Lehmann’s work – both on this Committee – and before its founding helped to establish PEN’s commitment to writers in prison.

#100PENMembers No. 37: Phyllis Bentley

The British novelist Phyllis Bentley receives little scholarly or public attention these days, but she was a prolific writer, PEN member and committed activist for a number of political causes from helping refugees during the war to trying to bring Centres together during the difficult Cold War period.

Bentley was part of a group of Yorkshire women (from the North-East of the UK) who had benefitted from grammar schools and the widening of access to university education, dedicated feminists and socialists who used their uncompromising Northern sensibilities to have enormous influence on politics, literature, education.

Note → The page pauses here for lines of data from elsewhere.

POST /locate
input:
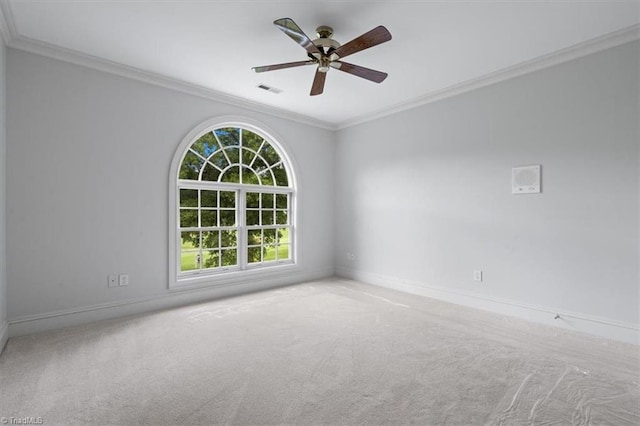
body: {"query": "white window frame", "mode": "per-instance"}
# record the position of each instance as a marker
(244, 270)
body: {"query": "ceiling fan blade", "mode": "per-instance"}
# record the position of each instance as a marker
(369, 74)
(318, 83)
(291, 29)
(282, 66)
(369, 39)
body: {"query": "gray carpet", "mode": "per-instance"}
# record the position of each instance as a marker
(327, 352)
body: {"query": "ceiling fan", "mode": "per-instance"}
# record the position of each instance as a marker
(327, 52)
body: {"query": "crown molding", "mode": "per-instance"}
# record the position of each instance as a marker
(13, 39)
(7, 25)
(71, 56)
(607, 41)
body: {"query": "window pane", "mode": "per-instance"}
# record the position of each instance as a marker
(188, 198)
(259, 165)
(254, 254)
(210, 239)
(228, 136)
(269, 253)
(233, 154)
(206, 145)
(231, 175)
(228, 199)
(208, 198)
(267, 217)
(281, 176)
(247, 155)
(251, 140)
(227, 217)
(269, 154)
(229, 258)
(218, 159)
(210, 173)
(283, 252)
(267, 201)
(282, 201)
(253, 199)
(228, 239)
(211, 259)
(189, 261)
(281, 217)
(249, 177)
(208, 218)
(188, 218)
(269, 236)
(190, 167)
(283, 235)
(190, 240)
(266, 177)
(253, 217)
(254, 237)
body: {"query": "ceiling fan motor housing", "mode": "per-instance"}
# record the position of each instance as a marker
(325, 40)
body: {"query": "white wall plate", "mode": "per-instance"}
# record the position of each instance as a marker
(525, 180)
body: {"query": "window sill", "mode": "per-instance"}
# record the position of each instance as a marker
(220, 279)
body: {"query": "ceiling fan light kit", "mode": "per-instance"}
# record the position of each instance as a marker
(326, 53)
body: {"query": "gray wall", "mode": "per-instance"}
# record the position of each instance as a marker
(424, 196)
(88, 181)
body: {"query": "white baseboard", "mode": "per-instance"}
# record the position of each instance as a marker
(602, 327)
(31, 324)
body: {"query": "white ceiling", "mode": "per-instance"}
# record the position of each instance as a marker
(436, 45)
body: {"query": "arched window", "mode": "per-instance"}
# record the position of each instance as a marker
(234, 199)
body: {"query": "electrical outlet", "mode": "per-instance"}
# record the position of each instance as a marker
(112, 281)
(123, 279)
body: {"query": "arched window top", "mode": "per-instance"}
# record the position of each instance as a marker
(234, 155)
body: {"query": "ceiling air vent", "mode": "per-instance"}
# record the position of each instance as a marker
(269, 88)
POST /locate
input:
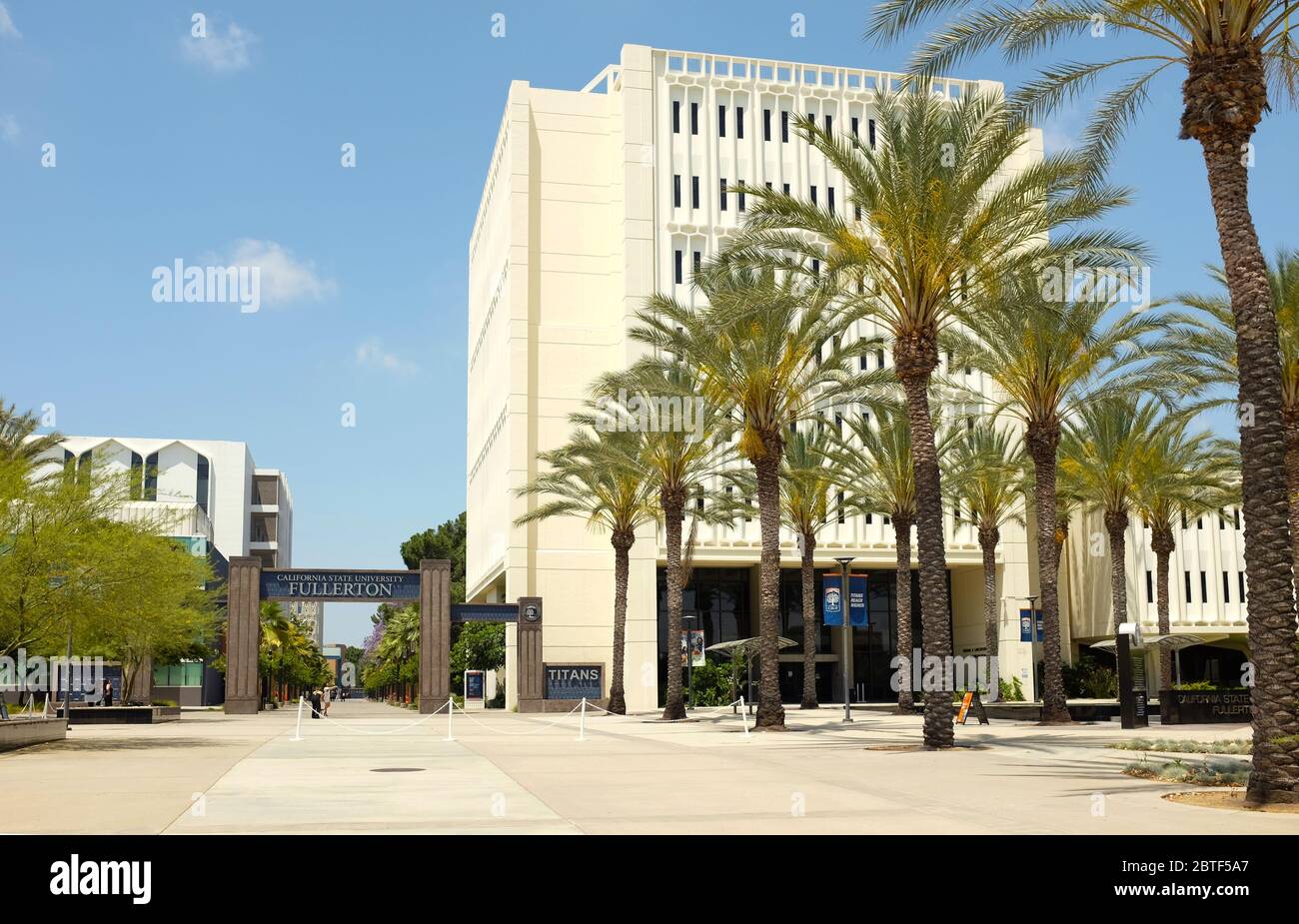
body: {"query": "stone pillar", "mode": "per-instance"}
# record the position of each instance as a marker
(532, 677)
(434, 633)
(243, 634)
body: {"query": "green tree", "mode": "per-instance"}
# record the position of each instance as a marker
(765, 352)
(594, 476)
(1051, 359)
(923, 238)
(446, 541)
(1234, 52)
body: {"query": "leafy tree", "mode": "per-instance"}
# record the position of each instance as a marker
(446, 541)
(922, 237)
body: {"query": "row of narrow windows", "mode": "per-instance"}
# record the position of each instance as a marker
(143, 481)
(722, 120)
(1204, 586)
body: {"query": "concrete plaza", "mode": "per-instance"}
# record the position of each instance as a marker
(371, 767)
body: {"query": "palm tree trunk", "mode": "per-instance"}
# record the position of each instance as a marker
(673, 503)
(770, 712)
(1116, 524)
(623, 542)
(1290, 417)
(987, 538)
(1224, 96)
(901, 542)
(1211, 101)
(809, 621)
(1042, 443)
(1161, 542)
(914, 365)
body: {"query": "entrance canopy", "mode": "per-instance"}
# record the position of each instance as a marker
(1170, 642)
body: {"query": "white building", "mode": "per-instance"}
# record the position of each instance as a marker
(209, 490)
(594, 200)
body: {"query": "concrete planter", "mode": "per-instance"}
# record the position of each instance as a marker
(1202, 707)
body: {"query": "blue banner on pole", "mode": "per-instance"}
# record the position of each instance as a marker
(831, 599)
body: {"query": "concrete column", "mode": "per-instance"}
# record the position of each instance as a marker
(243, 636)
(434, 633)
(532, 676)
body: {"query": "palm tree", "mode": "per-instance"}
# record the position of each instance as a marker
(594, 476)
(680, 444)
(14, 431)
(874, 466)
(1103, 451)
(914, 260)
(1181, 473)
(985, 476)
(766, 352)
(806, 480)
(1234, 52)
(1050, 360)
(1213, 346)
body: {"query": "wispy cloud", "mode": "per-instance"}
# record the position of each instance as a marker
(371, 354)
(284, 277)
(221, 53)
(7, 26)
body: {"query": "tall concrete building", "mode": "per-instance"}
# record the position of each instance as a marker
(594, 200)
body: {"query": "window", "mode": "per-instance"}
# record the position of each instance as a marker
(137, 476)
(151, 475)
(204, 480)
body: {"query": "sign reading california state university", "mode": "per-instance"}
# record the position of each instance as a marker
(341, 585)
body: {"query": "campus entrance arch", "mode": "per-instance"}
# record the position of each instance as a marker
(250, 584)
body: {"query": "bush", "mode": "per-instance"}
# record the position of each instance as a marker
(1086, 679)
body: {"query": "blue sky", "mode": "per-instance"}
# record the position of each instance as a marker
(170, 150)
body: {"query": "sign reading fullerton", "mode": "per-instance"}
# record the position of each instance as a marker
(341, 585)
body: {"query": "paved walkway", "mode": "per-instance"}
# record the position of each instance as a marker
(376, 768)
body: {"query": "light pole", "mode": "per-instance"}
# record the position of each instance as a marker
(689, 660)
(844, 608)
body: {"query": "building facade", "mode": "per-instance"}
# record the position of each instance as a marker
(597, 199)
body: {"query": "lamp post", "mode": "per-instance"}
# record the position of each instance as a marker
(844, 608)
(689, 660)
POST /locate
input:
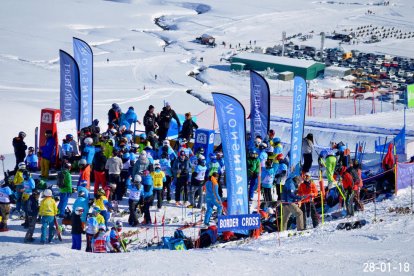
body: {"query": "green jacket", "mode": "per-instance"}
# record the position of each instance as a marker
(253, 166)
(67, 180)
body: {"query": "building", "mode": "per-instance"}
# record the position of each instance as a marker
(306, 69)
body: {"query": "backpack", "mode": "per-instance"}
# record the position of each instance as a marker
(60, 179)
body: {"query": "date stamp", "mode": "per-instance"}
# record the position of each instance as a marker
(387, 267)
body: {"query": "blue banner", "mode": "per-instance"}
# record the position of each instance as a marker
(298, 123)
(259, 106)
(232, 123)
(84, 57)
(69, 88)
(238, 223)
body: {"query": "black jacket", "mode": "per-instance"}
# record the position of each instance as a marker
(76, 224)
(166, 116)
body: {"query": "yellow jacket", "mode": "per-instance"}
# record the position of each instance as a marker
(48, 207)
(18, 178)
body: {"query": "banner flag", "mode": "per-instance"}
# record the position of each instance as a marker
(259, 106)
(298, 123)
(84, 57)
(232, 124)
(69, 88)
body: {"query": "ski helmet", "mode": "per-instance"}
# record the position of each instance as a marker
(79, 211)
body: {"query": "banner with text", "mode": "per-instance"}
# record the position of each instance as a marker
(259, 106)
(232, 124)
(84, 57)
(298, 123)
(69, 88)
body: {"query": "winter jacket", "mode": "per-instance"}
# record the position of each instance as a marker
(308, 190)
(267, 177)
(114, 165)
(48, 207)
(166, 116)
(158, 178)
(19, 147)
(67, 182)
(188, 129)
(76, 223)
(253, 167)
(99, 162)
(289, 192)
(48, 149)
(32, 207)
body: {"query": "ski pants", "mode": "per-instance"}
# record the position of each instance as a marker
(48, 222)
(167, 188)
(158, 196)
(307, 162)
(133, 217)
(100, 180)
(181, 185)
(44, 167)
(147, 204)
(63, 202)
(76, 241)
(290, 209)
(31, 226)
(349, 202)
(330, 164)
(308, 208)
(4, 212)
(194, 190)
(209, 212)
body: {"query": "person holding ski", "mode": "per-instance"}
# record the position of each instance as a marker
(19, 148)
(212, 198)
(32, 213)
(309, 191)
(77, 228)
(290, 203)
(136, 200)
(48, 211)
(5, 193)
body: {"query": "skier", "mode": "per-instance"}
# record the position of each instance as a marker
(150, 120)
(166, 115)
(32, 161)
(65, 190)
(136, 198)
(212, 198)
(189, 125)
(308, 190)
(253, 165)
(48, 211)
(267, 179)
(77, 228)
(99, 162)
(158, 178)
(47, 152)
(32, 213)
(181, 169)
(307, 150)
(148, 195)
(197, 182)
(5, 193)
(290, 203)
(19, 148)
(85, 172)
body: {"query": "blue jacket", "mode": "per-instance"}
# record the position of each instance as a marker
(48, 149)
(82, 202)
(88, 153)
(289, 191)
(268, 176)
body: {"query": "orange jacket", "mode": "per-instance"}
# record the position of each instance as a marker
(308, 190)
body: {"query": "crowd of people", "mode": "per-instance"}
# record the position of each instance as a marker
(152, 168)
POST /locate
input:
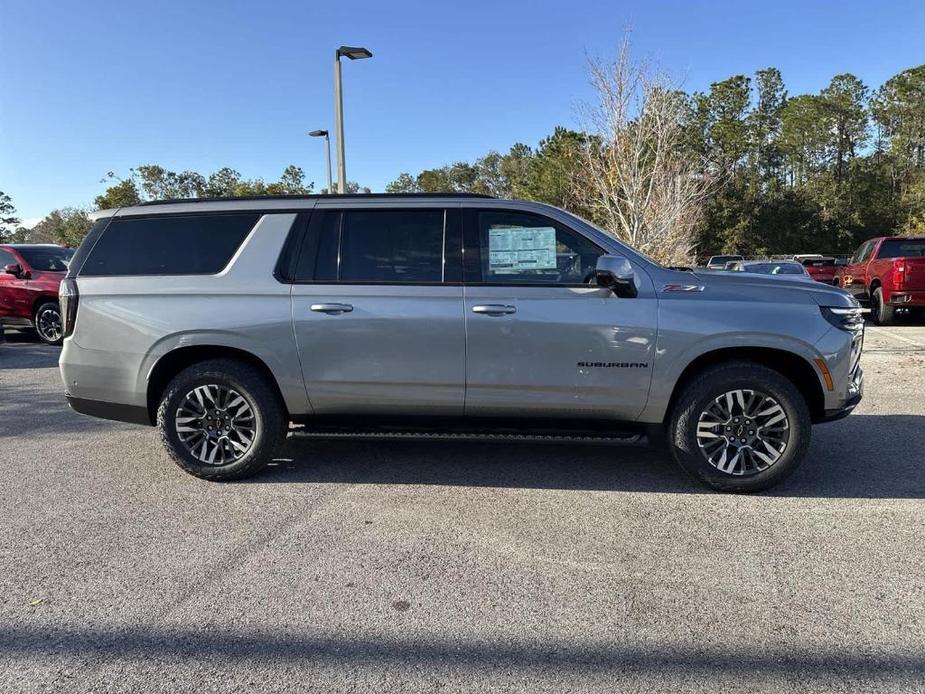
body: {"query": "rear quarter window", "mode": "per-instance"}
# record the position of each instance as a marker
(200, 244)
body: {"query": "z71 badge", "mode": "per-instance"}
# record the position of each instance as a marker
(613, 365)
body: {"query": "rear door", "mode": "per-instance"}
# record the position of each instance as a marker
(377, 311)
(542, 338)
(6, 282)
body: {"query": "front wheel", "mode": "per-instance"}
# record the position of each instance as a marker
(47, 321)
(221, 420)
(740, 427)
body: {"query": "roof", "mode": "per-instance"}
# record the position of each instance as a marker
(349, 196)
(31, 245)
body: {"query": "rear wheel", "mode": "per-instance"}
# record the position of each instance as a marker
(881, 313)
(47, 321)
(740, 427)
(221, 420)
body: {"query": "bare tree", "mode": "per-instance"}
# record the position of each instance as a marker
(640, 180)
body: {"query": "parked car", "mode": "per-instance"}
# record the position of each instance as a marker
(784, 268)
(721, 262)
(889, 274)
(29, 283)
(820, 268)
(380, 315)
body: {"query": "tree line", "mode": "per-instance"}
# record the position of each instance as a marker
(744, 167)
(781, 173)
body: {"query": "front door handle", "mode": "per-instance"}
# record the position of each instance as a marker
(331, 309)
(494, 309)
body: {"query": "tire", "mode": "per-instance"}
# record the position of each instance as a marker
(695, 412)
(880, 313)
(259, 425)
(47, 321)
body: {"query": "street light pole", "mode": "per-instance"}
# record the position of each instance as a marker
(354, 53)
(327, 144)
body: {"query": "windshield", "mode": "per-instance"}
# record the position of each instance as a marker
(51, 258)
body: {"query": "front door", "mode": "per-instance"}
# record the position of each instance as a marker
(542, 338)
(377, 317)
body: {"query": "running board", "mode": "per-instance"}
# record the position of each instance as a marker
(584, 438)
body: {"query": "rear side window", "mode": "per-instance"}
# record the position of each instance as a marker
(392, 246)
(899, 248)
(386, 246)
(199, 244)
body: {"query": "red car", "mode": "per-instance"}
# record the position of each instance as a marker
(888, 273)
(820, 268)
(29, 279)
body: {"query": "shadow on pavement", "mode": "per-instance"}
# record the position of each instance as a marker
(25, 351)
(287, 648)
(863, 456)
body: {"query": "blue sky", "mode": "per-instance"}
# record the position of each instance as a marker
(91, 87)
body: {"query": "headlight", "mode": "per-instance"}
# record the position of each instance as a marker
(844, 318)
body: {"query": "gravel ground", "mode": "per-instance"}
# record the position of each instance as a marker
(459, 567)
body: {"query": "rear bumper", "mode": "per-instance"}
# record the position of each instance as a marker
(910, 298)
(855, 394)
(110, 410)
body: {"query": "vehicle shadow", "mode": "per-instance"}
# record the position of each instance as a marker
(863, 456)
(25, 351)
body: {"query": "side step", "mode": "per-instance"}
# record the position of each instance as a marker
(597, 438)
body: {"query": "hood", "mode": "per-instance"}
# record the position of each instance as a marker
(788, 288)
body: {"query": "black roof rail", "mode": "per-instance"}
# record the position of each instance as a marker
(352, 196)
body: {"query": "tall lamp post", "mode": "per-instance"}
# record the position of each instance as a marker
(354, 53)
(327, 144)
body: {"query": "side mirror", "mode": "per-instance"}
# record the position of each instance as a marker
(616, 273)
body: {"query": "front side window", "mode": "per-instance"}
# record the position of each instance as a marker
(200, 244)
(48, 258)
(523, 248)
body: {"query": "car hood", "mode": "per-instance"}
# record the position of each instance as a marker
(752, 283)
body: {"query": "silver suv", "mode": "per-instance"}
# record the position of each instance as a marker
(222, 322)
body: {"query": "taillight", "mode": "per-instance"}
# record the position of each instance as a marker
(899, 273)
(67, 299)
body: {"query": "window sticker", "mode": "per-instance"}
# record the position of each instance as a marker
(513, 250)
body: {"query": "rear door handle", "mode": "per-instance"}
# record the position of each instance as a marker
(494, 309)
(332, 309)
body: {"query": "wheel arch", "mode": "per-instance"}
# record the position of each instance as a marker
(174, 361)
(790, 365)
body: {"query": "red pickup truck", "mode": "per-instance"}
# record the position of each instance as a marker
(29, 279)
(888, 273)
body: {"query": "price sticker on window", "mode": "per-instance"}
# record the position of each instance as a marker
(513, 250)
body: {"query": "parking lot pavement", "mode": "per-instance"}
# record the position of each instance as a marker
(446, 567)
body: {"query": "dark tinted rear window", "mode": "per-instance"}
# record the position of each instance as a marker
(392, 246)
(898, 248)
(169, 245)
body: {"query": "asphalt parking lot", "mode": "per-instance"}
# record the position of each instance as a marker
(444, 567)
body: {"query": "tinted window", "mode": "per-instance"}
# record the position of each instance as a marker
(865, 251)
(169, 245)
(899, 248)
(389, 246)
(521, 248)
(49, 258)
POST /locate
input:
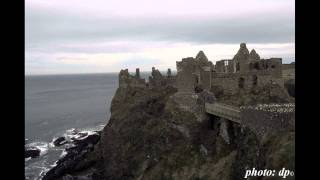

Alongside trailblazers such as Winifred Holtby, Storm Jameson, Ellen Wilkinson (technically from the North-West but the first female MP for Middlesborough) and Bentley used their novels and what fellow Yorkshire folk would call “gumption” (tenacity and hard work) to draw attention to inequality wherever they found them.

Bentley had joined PEN in the 1930s and played a key role in the organisation from the start. In 1940 she wrote to Hermon Ould, PEN’s International Secretary that ‘I am delighted that the P.E.N. to bring forth a series of books, undeterred by the threatening situation. If literature in the past had been deterred by threatening situations, the world would certainly not have much literature.’

Bentley was a key member of the organising committee of the war time PEN Congress in London in 1941, despite her long and busy days at the Ministry of Information.

In 1944 she wrote a report on the Areopagitica Conference – celebrating the Tercentenary of Milton’s great work on censorship and free expression – writing that ‘during the week when Paris freed herself, at a time when the menace of the flying bomb was still in ample evidence in Southern England, the conference celebrated the tercentenary of Milton’s Areopagitica by discussing the place of spiritual and economic values in the future of mankind.’

She went on that the conference had ‘achieved by integration a consensus of opinion, a general agreement on certain main points. It agreed that there should be the maximum interference with the freedom to exploit but the minimum interference with individual freedom, that censorship was deplorable and should be resisted on behalf of the detestable as well as agreeable opinions, that spiritual or cultural values were essential to the life of the complete man (Klingender) and formed the quality of existence (Anand), and that these values were inextricably entwined with economic values.’

She often represented English PEN at international Congresses but never took on a formal role with the organisation, although she was a frequent and vocal member of the board at English PEN Committee meetings in London. 

In the late 1940s and 1950s she took part in a number of the earliest discussion about PEN’s apoliticism, and particularly the relations between Communist and Non-Communist Centres. After the 1951 Lausanne Congress she contacted Ould about the growing tensions between Centres and the unsuitability of the English delegates, often changed each year as ‘rabbits in a den of snakes.’

She wrote that ‘PEN in countries other than the British Isles has become a pawn in the political game, I fear.’ Going on that ‘under these circumstances we must take great care to send delegates who can cope with politics’ and with ‘knowledge of the personalities and politics concerned.’ She writes that ‘Galsworthy would turn in his grave if he knew what his friendship association had become.’

Bentley’s revelation shows PEN becoming much more of a microcosm for world politics during the Cold War period, as centres – particularly in the East – come to identify much more readily with their national or ideological interests which come into conflict with PEN’s free expression commitments.

Whether writing reports in PEN News, hosting refugees during the war or discussing crucial matters of free expression during the Cold War, Bentley played a crucial but unsung role in PEN during her long membership of the organisation.